Sophistry is a serious charge to lodge against Corvino, so here is one instance. Anderson and Girgis say a baker or florist who serves gay and lesbian customers in all other respects, but who declines to do custom work for a same-sex wedding, cannot be automatically convicted of discrimination on the basis of the rejected couple’s identity, but may reasonably be understood to have acted on a religiously informed view of what marriage is—and that view has nothing to do with others’ sexual orientation. The refusal can, in other words, be distinguished from the putatively analogous situation of a refusal to serve an interracial wedding. In the latter case, nothing could possibly animate the refusal but the race of one of the spouses; it is therefore an instance of invidious discrimination. The former, which is not grounded in unfair assumptions about the moral worth of others (either their status or their conduct), is not.

In comparing these cases, Corvino treats the status/conduct distinction as his adversaries’ own (though it is not), and then collapses it by a sleight of hand. “Although race may in some sense be an immutable non-behavioral characteristic,” Corvino writes, “racism is all about chosen behavior.” Racists “object to conduct” by the objects of their bigotry—blacks moving into their neighborhoods, blacks marrying whites. The act of discriminating is, as well, “most certainly a chosen behavior,” he observes. But on what basis do racists discriminate, and what is it about the behavior of the despised race that upsets them? In fact they always focus on the mere question of who countsa judgment about the doers, not about the essential meaning of the thing done. It turns out that, in insisting that racism is really as much about conduct as about status, Corvino is only changing the subject.

What do we mean by “discrimination” as a bad thing? How much of it can a society devoted to equality legislate against, and how much of it must be left alone by the law if we are to keep a free society?

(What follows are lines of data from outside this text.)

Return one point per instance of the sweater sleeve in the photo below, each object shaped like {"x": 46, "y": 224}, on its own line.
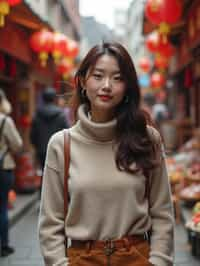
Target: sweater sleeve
{"x": 161, "y": 212}
{"x": 51, "y": 218}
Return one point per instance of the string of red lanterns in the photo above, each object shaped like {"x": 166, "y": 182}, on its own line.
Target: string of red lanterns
{"x": 163, "y": 13}
{"x": 58, "y": 45}
{"x": 5, "y": 9}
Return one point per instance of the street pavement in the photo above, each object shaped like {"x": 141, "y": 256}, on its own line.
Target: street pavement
{"x": 23, "y": 235}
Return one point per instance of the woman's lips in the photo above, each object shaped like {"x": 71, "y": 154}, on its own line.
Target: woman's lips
{"x": 105, "y": 97}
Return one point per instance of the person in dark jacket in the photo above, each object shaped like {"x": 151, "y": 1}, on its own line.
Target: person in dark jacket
{"x": 48, "y": 119}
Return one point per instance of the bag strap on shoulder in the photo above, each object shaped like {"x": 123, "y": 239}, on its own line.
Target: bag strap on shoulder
{"x": 66, "y": 168}
{"x": 2, "y": 126}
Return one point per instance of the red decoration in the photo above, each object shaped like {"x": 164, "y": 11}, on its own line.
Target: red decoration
{"x": 12, "y": 68}
{"x": 165, "y": 48}
{"x": 60, "y": 46}
{"x": 42, "y": 42}
{"x": 157, "y": 80}
{"x": 163, "y": 13}
{"x": 152, "y": 42}
{"x": 64, "y": 68}
{"x": 2, "y": 63}
{"x": 161, "y": 62}
{"x": 145, "y": 64}
{"x": 5, "y": 9}
{"x": 72, "y": 48}
{"x": 14, "y": 2}
{"x": 167, "y": 11}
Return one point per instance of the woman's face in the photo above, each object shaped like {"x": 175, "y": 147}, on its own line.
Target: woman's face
{"x": 105, "y": 88}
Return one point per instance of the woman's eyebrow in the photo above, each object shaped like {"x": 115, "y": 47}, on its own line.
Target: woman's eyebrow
{"x": 103, "y": 70}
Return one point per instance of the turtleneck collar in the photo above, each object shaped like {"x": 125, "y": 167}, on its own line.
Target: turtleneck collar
{"x": 95, "y": 131}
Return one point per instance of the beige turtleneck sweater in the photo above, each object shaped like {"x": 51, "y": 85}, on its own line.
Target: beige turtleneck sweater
{"x": 104, "y": 202}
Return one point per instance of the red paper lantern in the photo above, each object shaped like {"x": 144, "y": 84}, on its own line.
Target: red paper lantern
{"x": 165, "y": 48}
{"x": 167, "y": 11}
{"x": 14, "y": 2}
{"x": 163, "y": 13}
{"x": 72, "y": 49}
{"x": 64, "y": 68}
{"x": 5, "y": 9}
{"x": 145, "y": 64}
{"x": 161, "y": 62}
{"x": 13, "y": 68}
{"x": 60, "y": 46}
{"x": 152, "y": 42}
{"x": 157, "y": 80}
{"x": 2, "y": 62}
{"x": 42, "y": 42}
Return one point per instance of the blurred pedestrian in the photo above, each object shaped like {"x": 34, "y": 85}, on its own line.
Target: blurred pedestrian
{"x": 119, "y": 204}
{"x": 160, "y": 112}
{"x": 48, "y": 119}
{"x": 61, "y": 102}
{"x": 10, "y": 142}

What costs are associated with the choices we make here, and what can be better achieved by market forces and social pressures? What is the good of religion, and what is its connection to personal integrity? In what ways are governments justly permitted to burden our pursuit of these goods? How should those close cases be decided in which it appears that one party (claiming a conscientious exemption) or the other (with a claim of having been discriminated against) is apparently going to suffer a harm of some kind?

Anderson and Girgis relentlessly examine these matters from every angle, presenting the strongest arguments for each view as they proceed. Thus they pay their readers the high compliment of taking seriously both their minds and their deepest concerns and commitments. The same cannot be said of Corvino. It is hard to tell whether he wishes to avoid the strongest elements of his interlocutors’ argument, or bypasses them from a failure of understanding.

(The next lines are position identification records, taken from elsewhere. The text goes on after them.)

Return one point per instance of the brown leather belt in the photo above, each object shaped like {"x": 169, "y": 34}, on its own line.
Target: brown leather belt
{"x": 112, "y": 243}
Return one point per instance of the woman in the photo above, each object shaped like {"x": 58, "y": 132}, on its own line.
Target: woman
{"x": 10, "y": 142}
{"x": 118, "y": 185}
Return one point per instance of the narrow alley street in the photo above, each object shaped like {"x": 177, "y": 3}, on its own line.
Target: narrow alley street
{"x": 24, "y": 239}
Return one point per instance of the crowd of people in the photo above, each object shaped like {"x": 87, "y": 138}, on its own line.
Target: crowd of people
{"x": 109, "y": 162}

As Anderson and Girgis observe, for instance, Corvino “repeatedly misunderstands” the case for religion as intrinsically valuable in people’s lives, treating it instead as wholly instrumental. He also treats the case for SOGI laws, and for their application to virtually every transaction, as a starting point for the debate that really needs no defense. In this he may simply be counting on most readers’ prejudice. Granted, for the average student in the average college classroom today, that may be enough. Precisely there is our largest stumbling block.